Тут же подошли ещё парни, девчонки, начали обсуждать, хохотать, так в аудиторию и ввалились. В общем, вся первая часть дня в умах студенчества была посвящена моему великолепному мечу. Кузя купался в лучах славы и в человеческую форму не оборачивался — боялся спалиться на какой-нибудь мелочи и раскрыть всю нашу инкогниту.
Альвы сидели на уроках с совершенно каменными мордами. Можно подумать, так мы не догадаемся — кто же наивному Трубецкому артефактный меч с Оловянных островов поиграться дал?
Доигрались, морды лошадиные?
Между делом я подумал, что, может, и правильно, что я Юрку Трубецкого не вызвал. Вдруг это не он, а папка его воду мутит, а парень не в зуб ногой о том, что происходит? Представляю себе, как бы он удивился моему стремлению помножить его на ноль.
За обедом ко мне подсела Момоко.
— Привет, Дмитрий! Сегодня все только о тебе и говорят.
— Так не обо мне, а о мече.
Момоко смешно сморщила носик и легко перевела тему:
— Ты такой занятой все эти дни…
Ядрёна-Матрёна, надо было хоть конфет девчонке принести, вот я дурень!
— Не переживай, послезавтра я буду для тебя совершенно свободен. Или ты передумала?
— Н-нет! — Момоко хитро стрельнула на меня глазами. — Но ты ведь не назначил время…
— Как — не назначил? — вот я натуральный дурак, совсем за девушками ухаживать разучился! — В воскресенье в час у музея — сможешь?
— Я приду обязательно. Ой, извини, меня сестра зовёт! — Момоко чинно взяла свой подносик и удалилась за столик к Сатоми, которая действительно делала ей какие-то знаки.
— Да-а уж, ухажёр из меня — просто ах… — пробормотал я себе под нос, и Кузя деликатно промолчал.

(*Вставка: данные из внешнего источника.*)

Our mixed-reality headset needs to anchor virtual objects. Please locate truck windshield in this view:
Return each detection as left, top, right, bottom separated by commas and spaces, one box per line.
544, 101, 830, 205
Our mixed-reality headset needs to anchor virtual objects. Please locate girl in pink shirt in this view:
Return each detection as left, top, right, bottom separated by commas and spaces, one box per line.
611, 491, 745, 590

Зато мы выкроили время, на пятнадцать минут забежали в пустующий воздушный павильон и немного погоняли воздушные потоки. А потом я приложился к измерителю.
— Ну, вот! — торжествующе заложил петлю вокруг меня Кузя. — Я говорил!

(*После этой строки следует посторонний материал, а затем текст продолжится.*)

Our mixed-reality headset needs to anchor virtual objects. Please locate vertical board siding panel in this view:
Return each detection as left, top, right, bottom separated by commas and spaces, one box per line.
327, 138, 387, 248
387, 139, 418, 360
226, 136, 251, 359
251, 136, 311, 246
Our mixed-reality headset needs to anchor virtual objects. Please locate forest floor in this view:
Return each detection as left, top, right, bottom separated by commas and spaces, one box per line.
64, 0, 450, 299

Действительно, по три единицы прибавки.
— Теперь я понимаю, как Кош на живой и мёртвой воде так быстро в архимаги выбился… — я немного подумал. — Нет, на мёртвой, всё-таки. Живую — её поди-ка в таком количестве скоробчи!

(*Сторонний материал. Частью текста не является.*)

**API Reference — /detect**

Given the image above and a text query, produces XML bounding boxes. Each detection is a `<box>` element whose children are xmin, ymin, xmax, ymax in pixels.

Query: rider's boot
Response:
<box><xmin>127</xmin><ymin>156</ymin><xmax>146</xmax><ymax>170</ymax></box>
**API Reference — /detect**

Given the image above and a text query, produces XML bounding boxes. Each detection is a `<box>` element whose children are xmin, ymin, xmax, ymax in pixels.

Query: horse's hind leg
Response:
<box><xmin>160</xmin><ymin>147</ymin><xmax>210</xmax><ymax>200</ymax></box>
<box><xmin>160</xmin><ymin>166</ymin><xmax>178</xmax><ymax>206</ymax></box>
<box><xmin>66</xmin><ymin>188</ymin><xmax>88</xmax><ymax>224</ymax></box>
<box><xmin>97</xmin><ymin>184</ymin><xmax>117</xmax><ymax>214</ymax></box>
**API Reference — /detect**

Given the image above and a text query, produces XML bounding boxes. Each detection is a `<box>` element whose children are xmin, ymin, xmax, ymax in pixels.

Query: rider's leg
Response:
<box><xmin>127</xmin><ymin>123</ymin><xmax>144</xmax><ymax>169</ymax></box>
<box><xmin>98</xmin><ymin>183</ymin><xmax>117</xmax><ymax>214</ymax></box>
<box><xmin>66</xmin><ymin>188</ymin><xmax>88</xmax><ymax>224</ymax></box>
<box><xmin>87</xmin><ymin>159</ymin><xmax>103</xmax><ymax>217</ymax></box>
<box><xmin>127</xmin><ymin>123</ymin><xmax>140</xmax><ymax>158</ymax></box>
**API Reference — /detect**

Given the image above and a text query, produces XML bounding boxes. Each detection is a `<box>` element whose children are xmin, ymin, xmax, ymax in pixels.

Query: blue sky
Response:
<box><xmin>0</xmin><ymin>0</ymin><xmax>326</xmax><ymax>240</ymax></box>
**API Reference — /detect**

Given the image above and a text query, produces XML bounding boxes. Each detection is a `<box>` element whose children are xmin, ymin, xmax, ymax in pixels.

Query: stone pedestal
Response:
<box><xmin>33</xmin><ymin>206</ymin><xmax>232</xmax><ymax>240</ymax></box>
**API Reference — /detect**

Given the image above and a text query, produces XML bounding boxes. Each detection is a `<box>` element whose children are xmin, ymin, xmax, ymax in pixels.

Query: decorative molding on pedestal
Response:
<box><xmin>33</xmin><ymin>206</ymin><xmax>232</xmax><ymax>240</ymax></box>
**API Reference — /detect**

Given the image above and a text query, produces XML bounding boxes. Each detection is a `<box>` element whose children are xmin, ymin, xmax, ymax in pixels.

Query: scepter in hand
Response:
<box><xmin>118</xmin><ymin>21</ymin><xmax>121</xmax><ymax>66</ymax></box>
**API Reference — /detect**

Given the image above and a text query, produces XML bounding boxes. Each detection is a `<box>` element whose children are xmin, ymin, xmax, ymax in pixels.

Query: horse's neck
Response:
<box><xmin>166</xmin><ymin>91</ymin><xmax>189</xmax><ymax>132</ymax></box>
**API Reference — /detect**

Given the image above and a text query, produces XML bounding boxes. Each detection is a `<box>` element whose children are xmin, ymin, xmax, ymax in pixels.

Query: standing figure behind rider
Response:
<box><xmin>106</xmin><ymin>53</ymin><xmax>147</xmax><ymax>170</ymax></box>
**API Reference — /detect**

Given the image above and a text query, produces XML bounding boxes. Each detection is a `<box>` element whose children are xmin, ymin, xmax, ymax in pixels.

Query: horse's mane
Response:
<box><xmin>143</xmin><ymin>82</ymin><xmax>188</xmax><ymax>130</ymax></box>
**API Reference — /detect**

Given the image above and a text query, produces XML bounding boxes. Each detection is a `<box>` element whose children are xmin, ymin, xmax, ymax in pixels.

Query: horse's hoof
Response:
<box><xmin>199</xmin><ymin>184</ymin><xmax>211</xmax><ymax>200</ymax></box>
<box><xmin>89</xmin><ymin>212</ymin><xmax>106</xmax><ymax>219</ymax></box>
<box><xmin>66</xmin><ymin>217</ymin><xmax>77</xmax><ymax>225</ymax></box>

Если с мёртвой энергией была проблема в её чрезвычайной… расползающейся убийственности, что ли, то живую поди-ка собери вообще! И если вы думаете, что для изъятия энергии зарождающейся жизни нужно было вытягивать её из зародышей младенцев — то нет. С любыми животными существами вообще получалось — нет. Потому что, если отнять у них часть живой энергии, на её месте автоматически поселялась мёртвая, и всё сразу шло прахом, это ещё древние маги задолго до нас выяснили. А вот у растений чуть-чуть взять можно было. Но не во всякой фазе роста. И в таких микродозах — даже не сотые, а тысячные доли процента от общего жизненного потенциала — что таких энтузиастов на моей памяти было всего-то двое. Кош и какой-то индус, не помню имя. Там, главное, даже артефакт не подключишь — всё строго вручную, под непрерывным бдительным контролем. Ужас, одним словом.
Хотя, может, от такой заоблачной ментальной концентрации тоже рост вверх идёт? Проверять на себе не хочу, совсем не моя стихия.
А вот после обеда мы стали звёздами совсем по другому поводу. Точнее — я, в газетах-то про меня было написано. А кто-то из вчерашних свидетелей не поленился, сходил и купил. Как я и требовал: на первой странице, крупным шрифтом. И прямо видно, что скупо и через скрежет зубовный. То, что надо!
Пока на перемене все разглядывали газеты, я в первый раз услышал, как смеётся Белова. А она заметку про серебро и вклад увидела, решила, что это шутка.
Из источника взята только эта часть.